Well, here is my reason, I was bitter. Yes, I was sweet and nice on the outside, but one bitter, sad, scared, resentful, hopeless and lonely kid on the inside. I was tired of seeing so many around me with so much, while I had so little. Tired of growing-up seeing those who were offering “help” arrive in their fancy cars, wearing their designer clothes, using me as an example to their own children to show how lucky they have it. I was tired of such people offering what I viewed as their “table scraps” (items I should supposedly feel grateful for, but that wouldn’t be good enough for them or their kids). It fueled a level of bitterness and resentment in me that was hard to overcome. My thinking, like my parents before me, was that I "deserved" to have as much, as nice, and as expensive things as the next person and it wasn't fair that I didn't. So, whether or not I could afford such things, any money I received should go toward righting this wrong.

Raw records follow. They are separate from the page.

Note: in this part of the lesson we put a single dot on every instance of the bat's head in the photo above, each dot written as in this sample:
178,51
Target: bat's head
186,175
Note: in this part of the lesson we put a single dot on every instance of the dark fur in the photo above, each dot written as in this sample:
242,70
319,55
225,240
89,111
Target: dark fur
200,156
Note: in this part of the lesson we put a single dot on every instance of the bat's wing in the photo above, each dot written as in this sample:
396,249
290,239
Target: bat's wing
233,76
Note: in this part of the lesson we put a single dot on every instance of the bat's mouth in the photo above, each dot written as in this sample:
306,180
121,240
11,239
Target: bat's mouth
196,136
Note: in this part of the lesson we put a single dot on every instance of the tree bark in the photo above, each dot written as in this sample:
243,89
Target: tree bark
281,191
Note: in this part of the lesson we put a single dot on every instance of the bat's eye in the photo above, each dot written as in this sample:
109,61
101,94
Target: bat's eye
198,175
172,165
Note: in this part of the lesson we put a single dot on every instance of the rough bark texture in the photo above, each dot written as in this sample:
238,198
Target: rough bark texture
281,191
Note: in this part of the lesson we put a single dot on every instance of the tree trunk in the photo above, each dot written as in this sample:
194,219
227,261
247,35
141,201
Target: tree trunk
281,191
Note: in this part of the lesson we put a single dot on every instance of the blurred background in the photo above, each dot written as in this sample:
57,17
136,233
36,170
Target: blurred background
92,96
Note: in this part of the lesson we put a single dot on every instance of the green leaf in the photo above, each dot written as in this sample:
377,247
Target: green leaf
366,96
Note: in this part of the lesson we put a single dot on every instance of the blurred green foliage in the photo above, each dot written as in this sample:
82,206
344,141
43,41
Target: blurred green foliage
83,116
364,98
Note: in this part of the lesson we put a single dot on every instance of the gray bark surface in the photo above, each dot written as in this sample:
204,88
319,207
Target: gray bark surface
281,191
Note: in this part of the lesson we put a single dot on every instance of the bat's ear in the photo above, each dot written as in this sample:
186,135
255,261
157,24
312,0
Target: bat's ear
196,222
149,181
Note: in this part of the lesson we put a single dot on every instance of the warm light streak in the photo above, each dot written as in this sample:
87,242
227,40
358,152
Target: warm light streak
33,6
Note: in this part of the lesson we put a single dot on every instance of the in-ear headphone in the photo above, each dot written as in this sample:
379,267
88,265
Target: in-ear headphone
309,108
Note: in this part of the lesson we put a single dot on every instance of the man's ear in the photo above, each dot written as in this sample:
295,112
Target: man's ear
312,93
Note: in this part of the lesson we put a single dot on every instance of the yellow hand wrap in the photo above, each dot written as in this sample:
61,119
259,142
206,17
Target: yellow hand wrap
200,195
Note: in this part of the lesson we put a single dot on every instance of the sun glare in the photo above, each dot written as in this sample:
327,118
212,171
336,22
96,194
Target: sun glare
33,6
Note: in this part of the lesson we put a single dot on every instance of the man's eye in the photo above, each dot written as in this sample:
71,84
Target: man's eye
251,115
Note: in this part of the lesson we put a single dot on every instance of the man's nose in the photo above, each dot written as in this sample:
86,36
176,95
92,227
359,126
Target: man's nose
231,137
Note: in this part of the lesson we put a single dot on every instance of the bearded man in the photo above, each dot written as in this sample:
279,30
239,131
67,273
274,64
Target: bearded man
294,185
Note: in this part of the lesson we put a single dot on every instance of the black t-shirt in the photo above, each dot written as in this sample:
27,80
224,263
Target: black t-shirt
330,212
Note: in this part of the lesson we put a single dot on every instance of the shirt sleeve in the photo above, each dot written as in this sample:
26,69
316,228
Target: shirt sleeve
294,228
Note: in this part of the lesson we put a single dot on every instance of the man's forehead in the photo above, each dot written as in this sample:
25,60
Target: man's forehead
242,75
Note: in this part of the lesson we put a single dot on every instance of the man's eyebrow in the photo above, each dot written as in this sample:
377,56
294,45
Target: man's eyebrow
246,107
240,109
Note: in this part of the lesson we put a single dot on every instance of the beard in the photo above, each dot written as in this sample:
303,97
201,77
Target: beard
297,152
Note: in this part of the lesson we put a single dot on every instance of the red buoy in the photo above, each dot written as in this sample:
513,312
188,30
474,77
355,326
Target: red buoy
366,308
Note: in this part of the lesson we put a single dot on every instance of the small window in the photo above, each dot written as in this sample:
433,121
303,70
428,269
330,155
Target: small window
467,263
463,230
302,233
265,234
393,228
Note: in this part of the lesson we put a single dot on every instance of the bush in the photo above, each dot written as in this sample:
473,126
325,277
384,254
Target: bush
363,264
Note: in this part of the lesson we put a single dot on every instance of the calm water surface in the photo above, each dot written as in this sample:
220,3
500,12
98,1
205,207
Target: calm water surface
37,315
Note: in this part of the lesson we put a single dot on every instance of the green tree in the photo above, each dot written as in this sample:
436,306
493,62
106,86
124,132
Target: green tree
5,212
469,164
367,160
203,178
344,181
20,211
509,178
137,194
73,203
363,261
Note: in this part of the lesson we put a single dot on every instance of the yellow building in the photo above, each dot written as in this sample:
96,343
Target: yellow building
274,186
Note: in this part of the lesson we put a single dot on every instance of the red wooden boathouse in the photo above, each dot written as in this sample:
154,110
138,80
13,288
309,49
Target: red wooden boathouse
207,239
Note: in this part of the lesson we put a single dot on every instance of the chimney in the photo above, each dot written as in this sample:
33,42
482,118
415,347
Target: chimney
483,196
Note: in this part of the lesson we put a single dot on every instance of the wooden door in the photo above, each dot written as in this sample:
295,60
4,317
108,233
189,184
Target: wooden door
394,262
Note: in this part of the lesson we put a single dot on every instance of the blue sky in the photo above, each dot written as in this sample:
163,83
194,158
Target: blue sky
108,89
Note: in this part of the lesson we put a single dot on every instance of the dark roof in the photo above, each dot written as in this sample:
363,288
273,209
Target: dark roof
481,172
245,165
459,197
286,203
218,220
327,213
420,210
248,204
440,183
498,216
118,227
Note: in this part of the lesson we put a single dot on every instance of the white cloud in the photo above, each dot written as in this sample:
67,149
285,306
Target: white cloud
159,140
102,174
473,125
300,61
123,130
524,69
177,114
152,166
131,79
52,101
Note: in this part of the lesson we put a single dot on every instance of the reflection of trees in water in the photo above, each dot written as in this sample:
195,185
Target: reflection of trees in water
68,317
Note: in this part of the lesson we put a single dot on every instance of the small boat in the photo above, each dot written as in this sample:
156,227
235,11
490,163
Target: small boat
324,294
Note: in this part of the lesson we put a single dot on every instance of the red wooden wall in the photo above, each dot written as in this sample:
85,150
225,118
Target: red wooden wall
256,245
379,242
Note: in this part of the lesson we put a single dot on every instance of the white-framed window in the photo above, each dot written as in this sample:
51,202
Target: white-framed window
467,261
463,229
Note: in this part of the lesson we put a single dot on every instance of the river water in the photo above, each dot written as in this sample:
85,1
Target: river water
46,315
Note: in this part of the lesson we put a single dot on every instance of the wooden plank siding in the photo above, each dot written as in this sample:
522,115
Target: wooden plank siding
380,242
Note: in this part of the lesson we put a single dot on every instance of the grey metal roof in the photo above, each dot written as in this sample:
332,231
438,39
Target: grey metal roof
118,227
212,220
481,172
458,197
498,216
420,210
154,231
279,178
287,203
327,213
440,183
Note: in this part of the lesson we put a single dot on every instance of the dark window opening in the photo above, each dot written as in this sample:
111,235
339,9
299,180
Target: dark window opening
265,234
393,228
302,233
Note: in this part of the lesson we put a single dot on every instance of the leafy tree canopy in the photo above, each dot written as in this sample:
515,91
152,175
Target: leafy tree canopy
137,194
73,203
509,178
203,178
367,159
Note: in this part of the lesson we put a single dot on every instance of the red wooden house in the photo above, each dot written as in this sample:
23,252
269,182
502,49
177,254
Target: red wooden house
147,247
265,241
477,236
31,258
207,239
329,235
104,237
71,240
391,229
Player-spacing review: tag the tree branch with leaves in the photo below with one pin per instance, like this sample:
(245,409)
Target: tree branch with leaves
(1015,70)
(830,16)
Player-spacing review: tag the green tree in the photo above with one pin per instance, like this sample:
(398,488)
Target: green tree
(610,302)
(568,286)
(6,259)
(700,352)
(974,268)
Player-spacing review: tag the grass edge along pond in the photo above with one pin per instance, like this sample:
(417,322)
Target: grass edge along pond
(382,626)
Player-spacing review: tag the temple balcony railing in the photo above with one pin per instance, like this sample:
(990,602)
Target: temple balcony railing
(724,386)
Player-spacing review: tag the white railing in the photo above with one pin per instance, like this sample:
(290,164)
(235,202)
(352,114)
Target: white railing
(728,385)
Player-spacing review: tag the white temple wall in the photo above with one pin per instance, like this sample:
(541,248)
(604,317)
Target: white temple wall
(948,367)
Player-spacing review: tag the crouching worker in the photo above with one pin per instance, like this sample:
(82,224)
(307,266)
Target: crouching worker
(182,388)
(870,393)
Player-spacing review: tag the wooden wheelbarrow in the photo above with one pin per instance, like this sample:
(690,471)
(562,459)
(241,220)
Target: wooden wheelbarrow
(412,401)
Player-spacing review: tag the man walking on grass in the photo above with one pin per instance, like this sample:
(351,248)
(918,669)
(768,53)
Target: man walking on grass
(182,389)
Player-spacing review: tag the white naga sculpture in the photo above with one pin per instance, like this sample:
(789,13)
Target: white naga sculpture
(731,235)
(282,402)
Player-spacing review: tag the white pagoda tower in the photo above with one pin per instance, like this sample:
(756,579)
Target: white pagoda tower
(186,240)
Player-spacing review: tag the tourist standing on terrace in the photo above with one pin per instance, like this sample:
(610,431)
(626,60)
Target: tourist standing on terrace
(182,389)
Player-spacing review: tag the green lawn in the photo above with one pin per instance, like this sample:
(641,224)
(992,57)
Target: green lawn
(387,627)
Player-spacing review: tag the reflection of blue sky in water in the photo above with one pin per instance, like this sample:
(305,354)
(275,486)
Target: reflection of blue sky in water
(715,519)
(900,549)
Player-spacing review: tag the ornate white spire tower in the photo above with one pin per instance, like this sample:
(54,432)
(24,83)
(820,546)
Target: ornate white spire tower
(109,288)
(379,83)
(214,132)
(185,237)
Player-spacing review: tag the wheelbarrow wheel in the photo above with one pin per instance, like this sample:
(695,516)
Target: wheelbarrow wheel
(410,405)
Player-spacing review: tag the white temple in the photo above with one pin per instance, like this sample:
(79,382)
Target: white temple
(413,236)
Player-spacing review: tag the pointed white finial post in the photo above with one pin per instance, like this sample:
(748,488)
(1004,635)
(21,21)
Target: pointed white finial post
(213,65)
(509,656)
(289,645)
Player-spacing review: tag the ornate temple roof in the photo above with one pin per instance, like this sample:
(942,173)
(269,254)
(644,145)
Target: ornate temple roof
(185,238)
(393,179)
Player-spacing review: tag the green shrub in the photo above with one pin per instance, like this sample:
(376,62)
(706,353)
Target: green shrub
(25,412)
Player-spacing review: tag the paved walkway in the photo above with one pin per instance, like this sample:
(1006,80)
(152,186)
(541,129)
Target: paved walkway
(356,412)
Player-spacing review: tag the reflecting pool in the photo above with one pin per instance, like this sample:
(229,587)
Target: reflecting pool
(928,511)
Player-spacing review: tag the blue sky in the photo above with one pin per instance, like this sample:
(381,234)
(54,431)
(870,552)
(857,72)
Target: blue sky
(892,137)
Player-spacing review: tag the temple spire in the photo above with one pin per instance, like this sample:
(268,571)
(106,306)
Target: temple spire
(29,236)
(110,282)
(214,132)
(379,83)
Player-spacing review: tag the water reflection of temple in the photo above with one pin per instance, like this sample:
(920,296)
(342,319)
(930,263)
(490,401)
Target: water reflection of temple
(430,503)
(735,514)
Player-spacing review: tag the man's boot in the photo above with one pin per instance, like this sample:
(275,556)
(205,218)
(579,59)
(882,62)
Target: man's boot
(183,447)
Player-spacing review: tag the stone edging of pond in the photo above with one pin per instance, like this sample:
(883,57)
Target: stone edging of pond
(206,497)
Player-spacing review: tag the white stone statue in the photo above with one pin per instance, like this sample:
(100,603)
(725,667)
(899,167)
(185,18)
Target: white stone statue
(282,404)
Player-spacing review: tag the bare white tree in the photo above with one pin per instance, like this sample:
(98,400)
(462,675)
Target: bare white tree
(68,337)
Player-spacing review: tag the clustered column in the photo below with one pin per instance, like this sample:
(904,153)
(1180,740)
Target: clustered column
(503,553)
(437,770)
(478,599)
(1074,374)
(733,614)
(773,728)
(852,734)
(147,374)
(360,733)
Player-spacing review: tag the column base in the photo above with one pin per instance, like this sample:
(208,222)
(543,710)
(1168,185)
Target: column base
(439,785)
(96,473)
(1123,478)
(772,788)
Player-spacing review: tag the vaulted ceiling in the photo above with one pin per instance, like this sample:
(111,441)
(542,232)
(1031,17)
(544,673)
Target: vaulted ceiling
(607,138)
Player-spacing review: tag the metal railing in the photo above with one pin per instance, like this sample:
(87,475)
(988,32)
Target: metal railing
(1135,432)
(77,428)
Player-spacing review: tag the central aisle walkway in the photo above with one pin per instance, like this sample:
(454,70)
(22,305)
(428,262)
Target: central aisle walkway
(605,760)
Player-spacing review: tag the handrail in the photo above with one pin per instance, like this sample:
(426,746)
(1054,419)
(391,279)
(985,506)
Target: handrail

Finally, thank G-d, I realized that I didn't have to continue my parents' pattern of bad choices; of basing my desires and needs on comparisons to others with more. I had thoughts of this before, as a mouthy teenager (and boy was I mouthy), I was ready and willing to point out my parents bad choices and the alternatives that I saw as available. Pointing out they could probably pay our rent if they'd didn't spend so much on smoking five packs/day. Or, that if Dad got a real job we could go to the doctor for check-ups. Or, if Mom stopped taking all of her painkillers, she could actually have the energy to make us dinner. As you might imagine, those comments didn't always go over so well.
For awhile, during college, I did let myself fall prey to their dogma of "I deserve." Soon after, however, I came to confirm to myself what I think I always knew inside. That is that we do have some choices. And, I started to realize it is not a matter of what you deserve. Don’t get me wrong, there are some basics we all deserve (i.e., healthy food, safe shelter, education, love of a family, opportunity to support ourselves and our families, compassion). Deserve is about those things that are core to human rights, not things simply to build our ego or status in life.
For many years after my realization, I was still bitter; however, in a different way. I was bitter against the Democratic Party because it was the party that my parents believed in. And, in my young mind, I started blaming the entire Democratic Party for always giving my folks an out, a way to not take responsibility for their lives or for their choices. As much as my parents simplistically believed the Democrats were for the poor and the Republicans were for the rich, I came to believe the Democrats wanted to hold me down, keep me poor by throwing just enough money my parents way to keep us off the street, but never actually giving them the help they needed to learn how to make better choices so that I might actually compete with these pious Democrats in their own world. You can imagine how my discovery of Ayn Rand helped to cement these ideas even further. But, this too, was a simplistic view.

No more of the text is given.